Report

Honda exec says US market near capacity, could hurt subprime buyers

Is there a point in the US auto industry where companies should start considering the welfare of their customers ahead of selling more cars? American Honda Executive Vice President of Sales John Mendel thinks that level exists, and we may be getting very close to it.

According to Automotive News, Mendel believes that finding more customers in the market could require pursuing subprime buyers and offering longer-term loans. However, he refuses to use those tactics. While selling models this way can improve things briefly, the strategies hurt resale prices and lower vehicle profits over time. The company won't do "stupid things in the short-term that damage the person who bought yesterday," he said to Automotive News. "It's a very, very short-term tactic especially in the subprime area."

American Honda, which combines the Acura and Honda brands, has seen market share decline from 9.7 percent to 9.1 percent through July 2014, according to Automotive News, and Autoblog's By the Numbers stats showed it posted falling sales in five of the seven months with data this year. Though, Mendel claims that was partially because the company focused on retail sales over fleets.
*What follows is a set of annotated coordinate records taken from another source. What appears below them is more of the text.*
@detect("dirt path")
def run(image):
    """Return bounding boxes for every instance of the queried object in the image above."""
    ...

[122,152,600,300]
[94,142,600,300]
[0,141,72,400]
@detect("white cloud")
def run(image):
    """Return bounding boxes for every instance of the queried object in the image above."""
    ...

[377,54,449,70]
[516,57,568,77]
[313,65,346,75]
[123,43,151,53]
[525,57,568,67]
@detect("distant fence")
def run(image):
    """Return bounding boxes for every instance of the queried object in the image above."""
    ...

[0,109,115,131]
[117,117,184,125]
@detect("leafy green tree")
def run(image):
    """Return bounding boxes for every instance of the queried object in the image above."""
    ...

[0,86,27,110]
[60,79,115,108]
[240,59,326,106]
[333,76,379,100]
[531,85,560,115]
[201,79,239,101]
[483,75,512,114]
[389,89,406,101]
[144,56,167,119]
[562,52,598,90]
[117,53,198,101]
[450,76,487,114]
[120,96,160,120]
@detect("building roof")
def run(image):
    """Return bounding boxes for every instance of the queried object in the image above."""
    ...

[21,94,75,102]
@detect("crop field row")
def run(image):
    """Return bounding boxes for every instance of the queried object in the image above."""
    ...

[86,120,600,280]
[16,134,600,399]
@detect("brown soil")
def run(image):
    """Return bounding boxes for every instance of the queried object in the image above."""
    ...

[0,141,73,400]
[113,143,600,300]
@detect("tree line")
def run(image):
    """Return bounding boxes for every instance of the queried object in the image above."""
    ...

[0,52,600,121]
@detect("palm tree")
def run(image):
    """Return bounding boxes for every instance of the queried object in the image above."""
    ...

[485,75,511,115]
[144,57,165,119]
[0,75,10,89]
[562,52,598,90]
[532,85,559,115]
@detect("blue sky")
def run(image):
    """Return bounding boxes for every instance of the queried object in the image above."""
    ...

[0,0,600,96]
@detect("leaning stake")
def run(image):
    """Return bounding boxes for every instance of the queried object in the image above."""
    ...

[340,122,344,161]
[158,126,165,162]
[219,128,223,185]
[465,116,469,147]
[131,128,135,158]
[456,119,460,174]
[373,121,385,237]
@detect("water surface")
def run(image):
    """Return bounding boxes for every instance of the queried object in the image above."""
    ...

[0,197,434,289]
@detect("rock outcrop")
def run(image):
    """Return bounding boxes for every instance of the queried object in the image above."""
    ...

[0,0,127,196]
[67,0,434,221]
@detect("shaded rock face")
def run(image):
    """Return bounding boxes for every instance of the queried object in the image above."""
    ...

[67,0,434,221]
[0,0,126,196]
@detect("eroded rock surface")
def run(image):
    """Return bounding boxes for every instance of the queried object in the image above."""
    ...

The delays of the launches for the Honda Fit and Acura TLX likely didn't help either.

The rise of subprime loans is an emerging trend in the auto industry. A recent study by Equifax found that the total amount in outstanding auto loans was the highest it ever recorded and up 10 percent from a year ago. It also found that the total balance from subprime buyers had reached $46.2 billion, an eight-year high. The feds appear to be getting interested too with GM's financial arm under investigation for how it securitizes its lending to these customers.